I went through my closets yesterday and tossed out five massive bags of old clothes. Stuff I haven’t worn in years and old 80’s sweaters of my mom’s that I ended up with and don’t particularly want. I definitely made space, but not quite as much as I had hoped. It’s like, P and I have one good day and I start to dream again. Dream of his clothes filling these closets. And so, I’ve Feng shui ‘ed the heck out of my bedroom in hopes the energy transforms this disorderly relationship.

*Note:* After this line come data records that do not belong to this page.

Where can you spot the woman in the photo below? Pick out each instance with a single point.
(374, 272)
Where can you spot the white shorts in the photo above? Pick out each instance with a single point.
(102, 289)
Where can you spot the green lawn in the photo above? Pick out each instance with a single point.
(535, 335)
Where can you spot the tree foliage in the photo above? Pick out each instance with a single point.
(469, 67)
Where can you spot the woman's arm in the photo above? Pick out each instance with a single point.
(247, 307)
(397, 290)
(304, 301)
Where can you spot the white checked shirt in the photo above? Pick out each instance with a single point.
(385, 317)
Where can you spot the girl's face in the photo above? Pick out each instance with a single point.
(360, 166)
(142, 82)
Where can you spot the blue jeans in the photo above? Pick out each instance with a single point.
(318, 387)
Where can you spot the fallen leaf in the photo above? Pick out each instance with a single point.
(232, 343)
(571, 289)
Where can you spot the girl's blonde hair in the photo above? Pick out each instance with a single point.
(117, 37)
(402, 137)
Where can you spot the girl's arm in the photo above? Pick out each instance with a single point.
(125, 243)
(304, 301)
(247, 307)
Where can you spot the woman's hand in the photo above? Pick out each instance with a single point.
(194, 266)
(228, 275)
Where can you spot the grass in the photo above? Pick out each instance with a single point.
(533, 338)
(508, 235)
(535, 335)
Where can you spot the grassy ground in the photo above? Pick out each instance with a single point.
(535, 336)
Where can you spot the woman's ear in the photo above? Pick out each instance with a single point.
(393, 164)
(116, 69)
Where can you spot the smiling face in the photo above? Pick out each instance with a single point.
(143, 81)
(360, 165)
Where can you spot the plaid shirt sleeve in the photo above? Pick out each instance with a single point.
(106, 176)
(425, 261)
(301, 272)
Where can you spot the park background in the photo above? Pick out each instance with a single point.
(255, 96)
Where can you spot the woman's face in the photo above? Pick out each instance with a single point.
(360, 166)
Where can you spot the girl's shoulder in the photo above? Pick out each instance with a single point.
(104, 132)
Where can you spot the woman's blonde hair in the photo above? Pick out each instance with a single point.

R is taking the kids tonight so, I am going to try to sleep over P’s. Heck, yes, I am inviting myself over. We’ve been together seven months. Haven’t I won that privilege? I should hope so, because if not, there’s no hope for us. As far as I am concerned, this is my make it or break it moment. That kiss last night told me something. It spoke to me. It said, Tracy, you deserve this kind of love. Whether it’s from him or not, I don’t know. Whether he is willing to give it to me or not is the question I want answered. And of course, now that I said that, I’ll probably end up getting my period, or he’ll want to go to sleep early.
Something will mess up this night. Oh, but I must keep dreaming…
So, no amount of perfume is enough. Red lipstick, draw your lines across my lips. Eyes, widen with girlish hope and thick black mascara. Dress, flutter across my longing limbs and famished torso. Tonight, I will have my answer.